Use this file to discover all available pages before exploring further.

The Singlish engine is built on a layered architecture designed to separate the stateless phonetic conversion logic from the stateful input method editor (IME) behavior required for real-time typing.

High-Level Overview

Core Components

1. Prefix Trie (ime-engine module)

The heart of the real-time engine is a Prefix Trie. This data structure stores all valid Singlish sequences (e.g., k, ka, kru, zdha).
  • Why a Trie? When a user types k, we don’t know if they intend to type ka (ක), kra (ක්‍ර), or just k (ක්).
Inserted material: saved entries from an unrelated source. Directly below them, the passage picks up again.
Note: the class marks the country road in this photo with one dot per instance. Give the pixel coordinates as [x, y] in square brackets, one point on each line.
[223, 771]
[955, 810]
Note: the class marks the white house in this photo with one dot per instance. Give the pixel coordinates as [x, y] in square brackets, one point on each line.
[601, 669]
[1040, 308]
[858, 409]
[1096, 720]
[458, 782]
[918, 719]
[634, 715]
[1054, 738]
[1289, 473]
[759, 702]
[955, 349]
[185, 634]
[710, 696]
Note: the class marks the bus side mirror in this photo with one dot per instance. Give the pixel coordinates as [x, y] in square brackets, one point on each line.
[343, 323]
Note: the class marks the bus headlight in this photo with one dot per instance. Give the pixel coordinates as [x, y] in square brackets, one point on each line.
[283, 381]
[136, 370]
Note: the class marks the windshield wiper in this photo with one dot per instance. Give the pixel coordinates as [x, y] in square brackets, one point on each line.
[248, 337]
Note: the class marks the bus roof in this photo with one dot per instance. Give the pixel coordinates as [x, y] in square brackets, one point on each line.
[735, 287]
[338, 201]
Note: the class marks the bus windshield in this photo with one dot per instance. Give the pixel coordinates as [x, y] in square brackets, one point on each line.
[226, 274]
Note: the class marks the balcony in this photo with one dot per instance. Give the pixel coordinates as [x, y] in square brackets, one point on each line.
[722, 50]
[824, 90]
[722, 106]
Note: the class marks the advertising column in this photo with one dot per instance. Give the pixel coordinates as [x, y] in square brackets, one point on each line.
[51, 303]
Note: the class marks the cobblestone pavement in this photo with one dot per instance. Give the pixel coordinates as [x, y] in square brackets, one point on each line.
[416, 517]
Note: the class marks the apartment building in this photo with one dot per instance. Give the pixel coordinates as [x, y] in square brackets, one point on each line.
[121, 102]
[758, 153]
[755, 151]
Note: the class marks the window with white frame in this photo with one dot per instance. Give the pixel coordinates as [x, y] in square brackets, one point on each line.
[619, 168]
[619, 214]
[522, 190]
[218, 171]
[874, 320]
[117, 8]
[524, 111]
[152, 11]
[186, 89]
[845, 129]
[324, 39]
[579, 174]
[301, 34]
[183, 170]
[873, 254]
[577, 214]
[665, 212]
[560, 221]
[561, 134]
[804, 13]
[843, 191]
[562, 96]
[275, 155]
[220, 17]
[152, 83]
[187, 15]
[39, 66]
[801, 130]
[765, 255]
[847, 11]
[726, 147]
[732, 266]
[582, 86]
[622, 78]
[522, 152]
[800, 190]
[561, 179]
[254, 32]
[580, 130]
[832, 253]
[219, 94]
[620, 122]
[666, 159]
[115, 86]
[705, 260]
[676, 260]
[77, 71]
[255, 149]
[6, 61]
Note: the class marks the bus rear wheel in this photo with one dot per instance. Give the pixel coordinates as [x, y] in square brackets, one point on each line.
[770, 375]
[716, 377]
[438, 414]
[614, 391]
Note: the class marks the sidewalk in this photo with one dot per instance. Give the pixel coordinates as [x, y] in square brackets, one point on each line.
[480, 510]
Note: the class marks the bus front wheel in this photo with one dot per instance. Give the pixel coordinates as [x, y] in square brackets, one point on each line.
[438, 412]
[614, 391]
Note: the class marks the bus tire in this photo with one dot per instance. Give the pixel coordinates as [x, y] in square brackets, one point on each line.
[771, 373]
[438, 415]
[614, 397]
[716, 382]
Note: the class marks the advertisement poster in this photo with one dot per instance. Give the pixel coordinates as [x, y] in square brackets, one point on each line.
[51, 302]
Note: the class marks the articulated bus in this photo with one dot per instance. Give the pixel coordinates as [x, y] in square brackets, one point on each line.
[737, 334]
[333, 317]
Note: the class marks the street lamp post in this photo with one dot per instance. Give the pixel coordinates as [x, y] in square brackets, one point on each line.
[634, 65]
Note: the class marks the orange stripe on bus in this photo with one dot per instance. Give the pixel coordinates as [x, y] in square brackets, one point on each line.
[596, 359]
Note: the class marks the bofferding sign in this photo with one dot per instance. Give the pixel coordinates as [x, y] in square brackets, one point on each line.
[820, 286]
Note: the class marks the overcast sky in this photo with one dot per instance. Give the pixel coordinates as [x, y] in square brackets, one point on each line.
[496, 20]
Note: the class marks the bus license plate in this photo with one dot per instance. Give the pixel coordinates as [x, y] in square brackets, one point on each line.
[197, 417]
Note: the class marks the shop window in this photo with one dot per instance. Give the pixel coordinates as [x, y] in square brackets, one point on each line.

The Trie allows us to:
    • Validate prefixes: “Is zqa a valid start of a character?”
    • Lookahead: Determine if we should wait for more input or commit the current buffer.

2. Greedy Tokenizer (converter module)

For converting full strings (e.g., pasting text), we use a Greedy Tokenizer. It scans the input string and attempts to match the longest possible Singlish pattern at each position.
  • Algorithm:
    1. Iterate through the input string.
    2. At each index, check patterns in descending order of length (4 chars down to 1 char).
    3. If a match is found, consume those characters and map to the corresponding phoneme.
    4. Advance the index.

3. Context-Aware Phoneme Mapper

Converting Singlish tokens to Sinhala isn’t a 1-to-1 mapping. It depends on context:
  • Inherent Vowels: Consonants like k imply an inherent a sound unless followed by a vowel or a hal (virama).
  • Modifier Placement: Vowel signs (pili) must be attached to the preceding consonant.
  • Conjuncts: Special sequences like y after a consonant trigger Yansaya (e.g., kya -> ක්‍ය), and r triggers Rakaransaya (e.g., kra -> ක්‍ර).
The conversion module handles this stateful rendering logic.

State Management

The SinglishIME class maintains:
  • Committed Text: Text that has been fully resolved and cannot change.
  • Pending Buffer: The current sequence of keystrokes being processed (e.g., k, ka, kar).
This separation ensures that backspacing works correctly on the Singlish buffer before it is committed as Sinhala characters.